More often than not, investors prefer structures other than individual ownership. That may be a simple partnership. More commonly, however, lawyers and accountants recommend either LTCs (or occasionally LLPs).

Many accountants and lawyers recommend LTCs, says Whitburn, because they allow losses to flow through to the shareholder's individual tax returns. That means they can claim losses from a rental property against tax paid on their day job. In Auckland in particular, it's nigh impossible to buy a property currently where the yield is high enough for the owners to make a profit on the rent alone. Many buyers factor the tax benefits from their rental losses into their overall equation.

Ownership of LTCs can be tweaked according to the income and tax rate of the couple or partners involved. Where the property is making a profit, for example, says accountant Garreth Collard, of, the majority shareholder of the LTC will be a spouse who is in the lowest tax bracket.
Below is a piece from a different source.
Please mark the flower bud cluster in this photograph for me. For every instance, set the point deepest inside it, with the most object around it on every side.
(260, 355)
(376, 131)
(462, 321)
This is ideal where that person is on the 17.5 per cent tax bracket or lower."


It's a good idea to involve an accountant and lawyer in the setting up the LTC so you don't risk being accused of tax avoidance in the future.

Nine times out of 10, argues Collard, an LTC is the best structure for owning a rental property: "You have the benefit of limited liability, a legal structure that is clearly a separate entity yet under your control, and yet it is treated at tax time like a partnership: the best of both worlds."

The downside of a LTC, says Whitburn is that it's ripe for political tinkering. At the last election the Labour Party proposed ring-fencing property losses so they couldn't flow through LTCs to individuals' own tax returns. There is no guarantee this won't happen in the future.

The other reasonably common option, says Whitburn for ownership of rental properties is the family trust. Trusts provide far more protection of the investment property against creditors, marital splits, and rest home fees. The big "but", however, is that losses are ring-fenced, meaning they can't be claimed against tax from an individual's day job. They can only be carried forward against future profits.

Whitburn uses LLPs for developments. LLPs are separate legal personalities, which limits any liability to the individual owners. The profits or losses they make flow through to the partners in the proportion to their ownership.

LLPs and LTCs have to file a separate IR7 and have more set-up and administration costs than a sole trader who registers the property in private names.


Whitburn concludes, however, that property investors should be aiming to make a profit on an on-going basis, not just buying on the hope of future capital gain.